Providing a space for audiences to engage with the political terrain of her brown
body, Okwui’s show features a multi-disciplinary display of dance, singing, drama,
and comedy, all of which find their way into the film. With intimate vérité access to
Okwui and her audiences off the stage, the film also probes Okwui’s creative
process, providing a forum for discussion of the complex social issues and personal
trauma embodied in Okwui’s work.
 
REVIEWS
 
“Okpokwasili has always been a standout in New York’s crowded performance scene… like a latter day-day Judith Jamison, she makes whole narratives out of gestures – a back bend can intimate her irrepressible desire to take center stage and stay there. In 2014, I saw Okpokwasili in her piece, ‘Bronx Gothic,’ and the top of my head blew off… The piece is a tour de force on the order of Toni Morrison’s ‘The Bluest Eye,’ the author’s seminal text on black girlhood and power.”
– Hilton Als, The New Yorker
 
“A haunting, unflinching exploration of black female adolescence, this dense work mined movement, text and song… blurring the real with the imagined… BRONX GOTHIC, a new documentary by Andrew Rossi, affords the closer look that the piece deserves… illuminating the relationships in particular between daughters and mothers, that orbit her process. Ms. Okpokwasili is as riveting in offstage moments as she is in performance.”
– Siobhan Burke, The New York Times
 
Quotes about the performance piece, Bronx Gothic
 
“BRONX GOTHIC has dance elements and songs, but storytelling is its core.
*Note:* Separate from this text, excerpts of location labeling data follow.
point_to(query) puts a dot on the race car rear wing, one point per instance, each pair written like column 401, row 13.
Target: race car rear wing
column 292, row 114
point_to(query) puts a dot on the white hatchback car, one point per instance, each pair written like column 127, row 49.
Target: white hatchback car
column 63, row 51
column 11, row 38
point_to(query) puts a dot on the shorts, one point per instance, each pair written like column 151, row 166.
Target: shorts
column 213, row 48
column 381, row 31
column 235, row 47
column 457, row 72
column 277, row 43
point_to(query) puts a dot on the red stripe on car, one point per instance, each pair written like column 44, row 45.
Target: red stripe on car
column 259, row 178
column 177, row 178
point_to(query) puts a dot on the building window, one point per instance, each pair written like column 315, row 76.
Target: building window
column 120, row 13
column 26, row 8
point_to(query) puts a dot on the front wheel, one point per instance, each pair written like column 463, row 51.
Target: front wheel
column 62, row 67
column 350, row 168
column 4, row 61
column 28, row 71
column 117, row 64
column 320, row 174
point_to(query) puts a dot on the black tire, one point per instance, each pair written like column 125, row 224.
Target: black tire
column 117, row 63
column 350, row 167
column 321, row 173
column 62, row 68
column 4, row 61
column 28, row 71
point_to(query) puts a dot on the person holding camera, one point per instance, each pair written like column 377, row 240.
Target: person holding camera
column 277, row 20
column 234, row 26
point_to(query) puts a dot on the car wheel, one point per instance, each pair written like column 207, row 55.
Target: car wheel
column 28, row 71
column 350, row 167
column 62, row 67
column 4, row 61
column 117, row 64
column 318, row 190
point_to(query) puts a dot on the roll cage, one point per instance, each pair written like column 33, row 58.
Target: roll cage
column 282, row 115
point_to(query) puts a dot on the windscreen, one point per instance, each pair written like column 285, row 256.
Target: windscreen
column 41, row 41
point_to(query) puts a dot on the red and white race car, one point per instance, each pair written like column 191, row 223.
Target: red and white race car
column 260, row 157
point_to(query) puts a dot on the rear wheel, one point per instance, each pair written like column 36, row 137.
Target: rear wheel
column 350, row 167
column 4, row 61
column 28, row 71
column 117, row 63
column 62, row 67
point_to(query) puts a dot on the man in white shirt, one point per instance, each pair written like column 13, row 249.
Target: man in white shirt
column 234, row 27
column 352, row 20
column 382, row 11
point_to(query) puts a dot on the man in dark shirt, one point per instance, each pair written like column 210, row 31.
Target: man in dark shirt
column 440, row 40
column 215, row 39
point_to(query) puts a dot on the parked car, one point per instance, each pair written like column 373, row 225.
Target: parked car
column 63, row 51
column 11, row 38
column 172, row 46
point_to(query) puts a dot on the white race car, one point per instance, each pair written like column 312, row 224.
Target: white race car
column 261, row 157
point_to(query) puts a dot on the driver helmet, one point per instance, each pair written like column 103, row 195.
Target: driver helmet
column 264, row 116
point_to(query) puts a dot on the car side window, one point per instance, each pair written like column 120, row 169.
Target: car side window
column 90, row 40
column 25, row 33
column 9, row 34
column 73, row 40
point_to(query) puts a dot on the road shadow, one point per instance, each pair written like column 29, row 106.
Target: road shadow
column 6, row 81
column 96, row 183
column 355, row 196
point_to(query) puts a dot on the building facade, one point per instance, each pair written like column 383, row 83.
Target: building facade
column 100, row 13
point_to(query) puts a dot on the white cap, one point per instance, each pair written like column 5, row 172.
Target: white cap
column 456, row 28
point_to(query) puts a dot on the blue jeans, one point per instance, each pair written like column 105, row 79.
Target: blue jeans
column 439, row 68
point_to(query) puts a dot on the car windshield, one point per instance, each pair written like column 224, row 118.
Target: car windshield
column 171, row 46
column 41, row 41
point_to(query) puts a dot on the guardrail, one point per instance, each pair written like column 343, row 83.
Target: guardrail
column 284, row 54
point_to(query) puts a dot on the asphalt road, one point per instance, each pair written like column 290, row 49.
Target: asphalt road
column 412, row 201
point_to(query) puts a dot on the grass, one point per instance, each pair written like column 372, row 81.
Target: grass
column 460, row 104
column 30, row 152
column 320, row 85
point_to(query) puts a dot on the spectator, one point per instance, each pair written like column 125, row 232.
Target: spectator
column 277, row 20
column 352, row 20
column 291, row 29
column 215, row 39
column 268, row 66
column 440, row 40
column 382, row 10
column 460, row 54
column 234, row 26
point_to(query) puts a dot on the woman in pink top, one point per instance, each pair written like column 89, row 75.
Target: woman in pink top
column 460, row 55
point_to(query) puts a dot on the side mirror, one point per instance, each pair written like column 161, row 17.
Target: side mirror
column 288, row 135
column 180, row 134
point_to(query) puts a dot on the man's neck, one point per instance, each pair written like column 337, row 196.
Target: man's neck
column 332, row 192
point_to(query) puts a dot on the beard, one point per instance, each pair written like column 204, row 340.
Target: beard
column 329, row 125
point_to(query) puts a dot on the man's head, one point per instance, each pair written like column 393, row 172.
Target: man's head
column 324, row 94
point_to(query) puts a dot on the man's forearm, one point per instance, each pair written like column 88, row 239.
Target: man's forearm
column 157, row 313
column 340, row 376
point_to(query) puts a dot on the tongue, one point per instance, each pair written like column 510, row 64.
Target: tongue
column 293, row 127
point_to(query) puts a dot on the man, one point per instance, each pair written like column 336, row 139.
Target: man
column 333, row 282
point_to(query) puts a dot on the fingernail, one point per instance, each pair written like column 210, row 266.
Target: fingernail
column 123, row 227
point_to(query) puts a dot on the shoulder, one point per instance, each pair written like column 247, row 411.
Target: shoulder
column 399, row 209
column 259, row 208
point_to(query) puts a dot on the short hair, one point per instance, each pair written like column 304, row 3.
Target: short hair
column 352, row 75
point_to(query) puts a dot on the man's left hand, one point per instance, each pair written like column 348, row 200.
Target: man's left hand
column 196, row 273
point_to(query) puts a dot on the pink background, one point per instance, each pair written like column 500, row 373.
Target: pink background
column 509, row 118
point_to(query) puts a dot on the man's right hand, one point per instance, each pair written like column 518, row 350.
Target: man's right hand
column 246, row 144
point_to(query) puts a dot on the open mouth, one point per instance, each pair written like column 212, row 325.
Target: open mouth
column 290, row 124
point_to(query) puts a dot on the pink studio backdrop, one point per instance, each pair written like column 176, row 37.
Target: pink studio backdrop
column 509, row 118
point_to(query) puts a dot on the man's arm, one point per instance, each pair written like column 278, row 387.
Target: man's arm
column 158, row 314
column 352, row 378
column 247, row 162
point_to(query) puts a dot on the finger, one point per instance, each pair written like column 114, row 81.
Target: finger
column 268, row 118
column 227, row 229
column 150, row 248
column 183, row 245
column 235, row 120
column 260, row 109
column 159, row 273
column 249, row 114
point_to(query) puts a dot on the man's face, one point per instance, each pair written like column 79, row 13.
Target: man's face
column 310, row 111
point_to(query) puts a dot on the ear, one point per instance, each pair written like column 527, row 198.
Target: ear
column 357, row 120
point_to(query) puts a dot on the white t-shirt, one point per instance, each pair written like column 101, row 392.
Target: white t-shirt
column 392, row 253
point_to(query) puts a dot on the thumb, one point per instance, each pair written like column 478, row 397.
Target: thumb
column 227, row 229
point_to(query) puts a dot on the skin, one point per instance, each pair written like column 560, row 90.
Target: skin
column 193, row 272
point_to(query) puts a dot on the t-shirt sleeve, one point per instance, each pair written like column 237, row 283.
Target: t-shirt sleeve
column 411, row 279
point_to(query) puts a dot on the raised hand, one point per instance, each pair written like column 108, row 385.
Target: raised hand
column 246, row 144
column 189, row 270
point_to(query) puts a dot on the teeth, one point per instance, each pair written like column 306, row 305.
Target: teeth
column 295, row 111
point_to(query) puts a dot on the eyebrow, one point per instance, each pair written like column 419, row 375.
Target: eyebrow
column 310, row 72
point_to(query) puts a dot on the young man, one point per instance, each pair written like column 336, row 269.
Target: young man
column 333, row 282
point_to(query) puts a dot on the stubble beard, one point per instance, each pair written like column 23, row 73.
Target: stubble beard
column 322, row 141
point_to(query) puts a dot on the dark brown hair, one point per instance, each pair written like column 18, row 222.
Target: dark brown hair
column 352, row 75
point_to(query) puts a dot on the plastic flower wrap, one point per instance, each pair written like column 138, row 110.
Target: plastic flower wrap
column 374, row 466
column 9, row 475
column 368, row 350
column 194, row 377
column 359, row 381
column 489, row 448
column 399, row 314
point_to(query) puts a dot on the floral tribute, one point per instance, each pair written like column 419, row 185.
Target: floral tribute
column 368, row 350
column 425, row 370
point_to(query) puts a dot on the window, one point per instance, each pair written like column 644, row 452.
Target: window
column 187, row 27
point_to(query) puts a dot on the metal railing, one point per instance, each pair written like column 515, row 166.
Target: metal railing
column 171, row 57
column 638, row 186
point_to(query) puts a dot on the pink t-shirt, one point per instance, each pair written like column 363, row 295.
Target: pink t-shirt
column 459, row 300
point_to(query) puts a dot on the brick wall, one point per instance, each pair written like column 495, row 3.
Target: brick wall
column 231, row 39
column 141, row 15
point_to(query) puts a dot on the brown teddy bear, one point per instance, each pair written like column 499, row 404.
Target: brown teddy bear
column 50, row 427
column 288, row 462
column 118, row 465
In language that is by turns blunt and poetic, crudely funny and incantatory, Ms. Okpokwasili conjures and probes… adolescent friendship, a jumble of insults, anger and love. And Ms. Okpokwasili is a magnetic performer. In a voice that can be confiding or terrifying and movement that can be ugly or sinuous, she holds the show together, lending her story unexpected emotional and physical contours.”
– Rachel Saltz, The New York Times
 
“A woman of many talents: she is an actor, a dancer, a storyteller, and a singer. No matter what she does, she is riveting.”
The New Yorker
 
“Friendship, trust aggression, sex – lots of sex – spill over, still white hot. Every so often, Okpokwasili breaks into a spasm-filled dance or sweet melody. It’s not always easy to follow the dreamlike logic of her thoughts, but Okpokwasili, who has worked with Ralph Lemon and Julie Taymor, makes it impossible to look away.”